Turning the tide of early cancer detection

Next-generation liquid biopsy technologies that target the detection of cell-free DNA with fragments of circulating tumor DNA could be a game-changer in early cancer detection, but their adoption requires further clinical testing and consideration of harm.

Early disease detection is a key pillar of strategies that aim to reduce the global burden of cancer. Effective screening technologies, such as mammography for breast cancer or colonoscopy and fecal tests for colorectal cancer, have had a profound impact on patient treatment and survival. They have now been implemented in cancer-prevention public health programs across the globe, with proven impact in reducing mortality rates. A few blood-based cancer biomarkers are now in clinical use also, but either their use is limited to people at high risk or they have not translated into reduced mortality1. Successful screening strategies are still the exception. Detecting cancer early, at a population-level scale, remains a major unmet clinical need. Liquid biopsies could fill that gap.

Next-generation liquid biopsy technologies, in particular those that target the detection of cell-free DNA — which includes fragments of circulating tumor DNA (ctDNA) — in the blood plasma of patients, show the most promise. In the future, they might be able to offer a window into the detection of multiple types of cancer at once, circumventing a critical limitation of other screening approaches that are tumor type specific. One potential roadblock is that during early-stage disease, a very small amount of ctDNA is present in the bloodstream. This means that to work as an early-detection tool, ctDNA tests must be highly sensitive. Researchers are trying to address this problem by improving the analytical performance of ctDNA tests2 or slowing the clearance of ctDNA to facilitate its detection in the blood3.

Despite such advances, it is too early to say if ctDNA technologies will facilitate the detection of early-stage primary cancers. It is also unclear if highly specific testing can be done on a population-wide basis and cover multiple cancer types at once, and whether multi-cancer early detection (MCED) screening is an achievable goal at all. In 2023, researchers reported the results of the prospective observational cohort study PATHFINDER, designed to test if a targeted methylation-based MCED test could be used for cancer screening in people 50 years of age or older, excluding young adults4. The MCED test showed a promising 99.1% specificity for cancer detection, although it also led to 57 people with ‘false positive’ results being subjected to downstream diagnostic testing, including invasive procedures. A separate study investigating the same MCED test in a large symptomatic population yielded an overall specificity of 98.4% and sensitivity of 66.3% that was lower for early-stage disease than for later-stage disease5.

Such findings raise questions not only about the current performance of ctDNA tests that are in clinical development for the detection of early-stage cancers but also about their cost-effectiveness and their potential impact on overdiagnosis and overtreatment. Prospective interventional trials, some of which are ongoing, are needed to determine the extent of benefit and harm to patients that would be achieved by such testing. Choosing the most appropriate endpoints in such trials is also a point of contention, as the obvious choice — mortality specifically due to cancer — can take years to determine6. In November 2023, an advisory panel to the US Food and Drug Administration agreed that stage shift (meaning more people are diagnosed at an earlier stage) or disease state (meaning whether or not curative treatment is available) could be used as potential surrogate endpoints for cancer-specific mortality7. That is a huge gamble, given the fact that surrogate endpoints such as event-free survival do not necessarily correlate with overall survival in each cancer type, and could instead increase the risk of overtreatment, which can be detrimental to the patient and have downstream effects on the sustainability of health systems as a whole.

The US Food and Drug Administration panel also recommended that after a positive test result, quick and comprehensive cancer-specific workups and educational tools and resources should be provided as guidance for patients and clinicians, in acknowledgment that time to diagnosis, as well as the long-term implications thereof, are health equity issues7. After all, a history of cancer affects people at the personal, health, economic and professional levels for the rest of their lives. These issues are becoming even more pressing, given the increase in cancer diagnosis earlier in life among young adults8.
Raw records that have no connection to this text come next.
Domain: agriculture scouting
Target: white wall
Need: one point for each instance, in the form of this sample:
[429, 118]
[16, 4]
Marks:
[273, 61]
Whatever their potential, MCED liquid biopsies, even if technically feasible, might not be the best fit for every scenario. For example, in the context of early-onset cancer, screening may need to be focused on testing for the most prevalent cancer types to avoid overdiagnosis and harm in young adult populations. Risk-based stratification will continue to be key, with screening strategies tailored to age brackets and overall disease risk level due to biological and environmental factors. Blood-based testing also may not be the most effective way to detect ctDNA in every tumor type. Indeed, studies of liquid biopsies of urine (for bladder cancer) or breast milk (for breast cancer) have shown promising results1. Multimodal approaches that include protein- or metabolite-based analyses in addition to ctDNA may further increase the level of confidence in the test results.

The ultimate goal of limiting the number of life years lost to premature mortality and suboptimal health due to cancer may still remain elusive. What is certain is that without better screening platforms, that goal cannot be met. Liquid biopsies may finally help turn the tide of cancer prevention.